Feature Extractor radtorch.extractor
FeatureExtractor
Feature Extractor
performs feature extraction from images using a pytorch model
pretrained on ImageNet.
Features can be accessed using below attributes after running the feature extraction process through the .run()
method.
Parameters:
Name | Type | Description | Default |
---|---|---|---|
model_arch |
str |
Model architecture to be used for feature extraction. |
required |
dataset |
ImageDataset |
|
required |
subset |
str |
the subset op the dataset to extract features from. Default: 'train'. Options: 'train', 'valid', 'test'. |
'train' |
device |
str |
Device to be used for training. Default: 'auto' which automtically detects GPU presence and uses it for feature extraction. Options: 'auto', 'cuda', 'cpu'. |
'auto' |
Attributes:
Name | Type | Description |
---|---|---|
loader |
pytorch dataloader object |
Training pytorch DataLoader. |
table |
pandas dataframe |
the table of images to be used for feature extraction. |
model |
pytorch neural network |
Instance of the pytorch model to be used for feature extraction. |
features |
pandas dataframe |
table of extracted features. |
feature_table |
pandas dataframe |
table of extracted features and corresponding uid for each image instance. |
feature_names |
list |
names of the extracted features. |
Examples:
import radtorch
import albumentations as A
ds = radtorch.data.ImageDataset('data/PROTOTYPE/FILE/', transforms={'train': A.Compose([A.Resize(64,64)])})
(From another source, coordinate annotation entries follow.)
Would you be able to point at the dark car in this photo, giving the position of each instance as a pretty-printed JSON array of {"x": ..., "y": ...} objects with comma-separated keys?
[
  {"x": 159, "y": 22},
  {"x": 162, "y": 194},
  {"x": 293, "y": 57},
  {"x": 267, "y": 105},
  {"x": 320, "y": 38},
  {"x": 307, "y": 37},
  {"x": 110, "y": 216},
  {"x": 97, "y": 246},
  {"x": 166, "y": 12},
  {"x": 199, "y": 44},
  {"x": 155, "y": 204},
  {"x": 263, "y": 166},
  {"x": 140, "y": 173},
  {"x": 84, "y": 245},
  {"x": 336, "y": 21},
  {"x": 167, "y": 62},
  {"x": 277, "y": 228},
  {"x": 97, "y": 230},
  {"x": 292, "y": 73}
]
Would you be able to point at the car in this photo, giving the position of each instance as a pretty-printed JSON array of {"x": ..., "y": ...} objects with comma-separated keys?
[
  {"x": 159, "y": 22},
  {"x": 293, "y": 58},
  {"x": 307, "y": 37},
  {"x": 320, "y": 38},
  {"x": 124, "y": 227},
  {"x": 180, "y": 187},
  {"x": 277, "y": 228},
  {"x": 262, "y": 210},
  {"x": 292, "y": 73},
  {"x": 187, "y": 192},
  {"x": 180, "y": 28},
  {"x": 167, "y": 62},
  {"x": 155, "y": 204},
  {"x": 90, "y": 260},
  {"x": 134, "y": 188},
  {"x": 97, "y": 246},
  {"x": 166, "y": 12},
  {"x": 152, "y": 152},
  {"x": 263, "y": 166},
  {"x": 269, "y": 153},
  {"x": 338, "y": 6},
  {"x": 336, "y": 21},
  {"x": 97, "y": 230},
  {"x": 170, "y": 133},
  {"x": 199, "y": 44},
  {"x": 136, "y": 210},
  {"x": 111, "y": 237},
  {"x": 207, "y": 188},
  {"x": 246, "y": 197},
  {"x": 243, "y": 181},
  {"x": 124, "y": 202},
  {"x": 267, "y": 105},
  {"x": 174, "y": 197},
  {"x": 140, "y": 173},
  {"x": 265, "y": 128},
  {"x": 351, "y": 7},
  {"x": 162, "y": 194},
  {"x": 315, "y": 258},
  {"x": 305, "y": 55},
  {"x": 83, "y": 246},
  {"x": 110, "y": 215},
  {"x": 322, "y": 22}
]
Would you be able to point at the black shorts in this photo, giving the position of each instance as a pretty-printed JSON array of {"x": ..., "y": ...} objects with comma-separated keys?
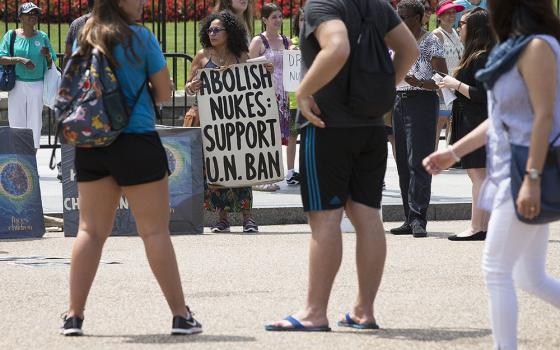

ext = radtorch.extractor.FeatureExtractor('vgg16', dataset=ds)
ext.run()
Methods
hybrid_table(self, sklearn_ready=False, label_id=True)
Use this method to create pandas dataframes of features and labels that can be used directly into training using scikit-learn.
Parameters:
Name | Type | Description | Default |
---|---|---|---|
sklearn_ready |
bool |
True returns a tuple of extracted features dataframe and labels dataframe. False returns table of features, uid, path, label and label_id. |
False |
label_id |
bool |
True returns the label ids (integer) instead of the label string. |
True |
num_features(self)
Returns the expected number of features to be extracted.
run(self)
Runs the feature extraction process